I turned down his street.
To that point, all I really knew of Albert Lewis was what an audience member knows of a performer: his delivery, his stage presence, the way he held the congregation rapt with his commanding voice and flailing arms. Sure, we had once been closer. He had taught me as a child, and he’d officiated at family functions-my sister’s wedding, my grandmother’s funeral. But I hadn’t really been around him in twenty-five years. Besides, how much do you know about your religious minister? You listen to him. You respect him. But as a man? Mine was as distant as a king. I had never eaten at his home. I had never gone out with him socially. If he had human flaws, I didn’t see them. Personal habits? I knew of none.
Well, that’s not true. I knew of one. I knew he liked to sing. Everyone in our congregation knew this. During sermons, any sentence could become an aria. During conversation, he might belt out the nouns or the verbs. He was like his own little Broadway show.
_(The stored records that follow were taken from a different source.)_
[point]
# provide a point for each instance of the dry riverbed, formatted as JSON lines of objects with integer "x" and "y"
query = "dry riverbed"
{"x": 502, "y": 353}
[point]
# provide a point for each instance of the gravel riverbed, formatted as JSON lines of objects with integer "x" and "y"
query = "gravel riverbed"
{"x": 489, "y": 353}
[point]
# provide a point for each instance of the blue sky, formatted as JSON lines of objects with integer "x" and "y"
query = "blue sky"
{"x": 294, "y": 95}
In his later years, if you asked how he was doing, his eyes would crinkle and he’d raise a conductor’s finger and croon:
“The old gray rabbi,
ain’t what he used to be,
ain’t what he used to be…”
I pushed on the brakes. What was I doing? I was the wrong man for this job. I was no longer religious. I didn’t live in this state. He was the one who spoke at funerals, not me. Who does a eulogy for the man who does eulogies? I wanted to spin the wheel around, make up some excuse.
Man likes to run from God.
But I was headed in the other direction.
Meet the Reb
I walked up the driveway and stepped on the mat, which was rimmed with crumbled leaves and grass. I rang the doorbell. Even that felt strange. I suppose I didn’t think a holy man had a doorbell. Looking back, I don’t know what I expected. It was a house. Where else would he live? A cave?
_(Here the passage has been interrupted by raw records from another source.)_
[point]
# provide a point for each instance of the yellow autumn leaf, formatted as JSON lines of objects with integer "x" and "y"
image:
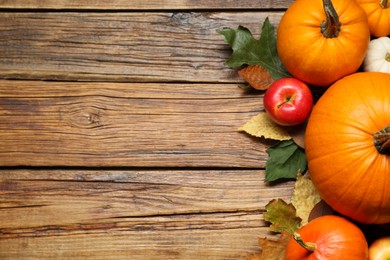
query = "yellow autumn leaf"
{"x": 304, "y": 197}
{"x": 262, "y": 126}
{"x": 271, "y": 249}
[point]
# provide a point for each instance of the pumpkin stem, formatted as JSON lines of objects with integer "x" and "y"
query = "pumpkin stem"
{"x": 384, "y": 4}
{"x": 309, "y": 246}
{"x": 330, "y": 27}
{"x": 387, "y": 57}
{"x": 382, "y": 140}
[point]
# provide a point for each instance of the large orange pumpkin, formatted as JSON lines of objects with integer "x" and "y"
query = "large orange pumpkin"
{"x": 320, "y": 43}
{"x": 347, "y": 144}
{"x": 378, "y": 13}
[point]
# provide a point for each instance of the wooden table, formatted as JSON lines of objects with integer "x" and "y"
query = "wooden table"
{"x": 118, "y": 131}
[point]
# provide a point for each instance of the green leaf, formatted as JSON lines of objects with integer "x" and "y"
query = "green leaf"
{"x": 282, "y": 216}
{"x": 285, "y": 160}
{"x": 249, "y": 51}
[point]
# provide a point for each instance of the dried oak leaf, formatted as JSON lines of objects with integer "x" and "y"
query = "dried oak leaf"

But if I didn’t expect a doorbell, I surely wasn’t ready for the man who answered it. He wore sandals with socks, long Bermuda shorts, and an untucked, short-sleeved, button-down shirt. I had never seen the Reb in anything but a suit or a long robe. That’s what we called him as teenagers. “The Reb.” Kind of like a superhero. The Rock. The Hulk. The Reb. As I mentioned, back then he was an imposing force, tall, serious, broad cheeks, thick eyebrows, a full head of dark hair.
“Hellooo, young man,” he said cheerily.
Uh, hi, I said, trying not to stare.
He seemed more slender and fragile up close. His upper arms, exposed to me for the first time, were thin and fleshy and dotted with age marks. His thick glasses sat on his nose, and he blinked several times, as if focusing, like an old scholar interrupted while getting dressed.
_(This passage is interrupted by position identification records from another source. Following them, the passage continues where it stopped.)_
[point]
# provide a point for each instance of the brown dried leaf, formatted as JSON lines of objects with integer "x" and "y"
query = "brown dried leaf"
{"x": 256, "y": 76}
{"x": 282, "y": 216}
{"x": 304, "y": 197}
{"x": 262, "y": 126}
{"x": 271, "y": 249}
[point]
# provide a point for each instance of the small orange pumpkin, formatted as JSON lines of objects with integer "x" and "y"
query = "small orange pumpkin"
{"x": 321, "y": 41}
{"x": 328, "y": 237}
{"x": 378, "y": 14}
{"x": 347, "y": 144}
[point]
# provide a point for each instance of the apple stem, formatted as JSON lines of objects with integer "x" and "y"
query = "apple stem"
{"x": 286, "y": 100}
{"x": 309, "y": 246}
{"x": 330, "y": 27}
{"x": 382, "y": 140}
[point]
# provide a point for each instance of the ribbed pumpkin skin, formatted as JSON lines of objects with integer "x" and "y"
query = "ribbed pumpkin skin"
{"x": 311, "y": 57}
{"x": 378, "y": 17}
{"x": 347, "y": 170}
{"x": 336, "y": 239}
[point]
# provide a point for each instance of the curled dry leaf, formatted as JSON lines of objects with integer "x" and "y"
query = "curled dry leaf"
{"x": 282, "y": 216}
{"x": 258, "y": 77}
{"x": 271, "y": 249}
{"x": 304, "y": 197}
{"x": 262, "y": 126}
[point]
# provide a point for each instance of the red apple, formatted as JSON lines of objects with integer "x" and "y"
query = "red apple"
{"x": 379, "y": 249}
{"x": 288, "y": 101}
“Ennnnter,” he sang. “Enn-trez!”
His hair, parted on the side, was between gray and snowy white, and his salt-and-pepper Vandyke beard was closely trimmed, although I noticed a few spots he had missed shaving. He shuffled down the hall, me in tow behind, looking at his bony legs and taking small steps so as not to bump up on him.
How can I describe how I felt that day? I have since discovered, in the book of Isaiah, a passage in which God states:
“My thoughts are not your thoughts
Neither are your ways my ways
For as the heavens are higher than the earth
So are my ways higher than your ways
And my thoughts higher than your thoughts.”
That was how I
Instead, I baby-stepped behind an old man in socks and sandals. And all I could think of was how goofy he looked.
A Little History
I should tell you why I shunned the eulogy task, where I was, religiously, when this whole story began. Nowhere, to be honest. You know how Christianity speaks of fallen angels? Or how the Koran mentions the spirit Iblis, exiled from heaven for refusing to bow to God’s creation?
Here on earth, falling is less dramatic. You drift. You wander off.
I know. I did it.
Oh, I could have been pious. I had a million chances. They began when I was a boy in a middle-class New Jersey suburb and was enrolled, by my parents, in the Reb’s religious school three days a week. I could have embraced that. Instead, I went like a dragged prisoner. Inside the station wagon (with the few other Jewish kids in our neighborhood) I stared longingly out the window as we drove away, watching my Christian friends play kickball in the street.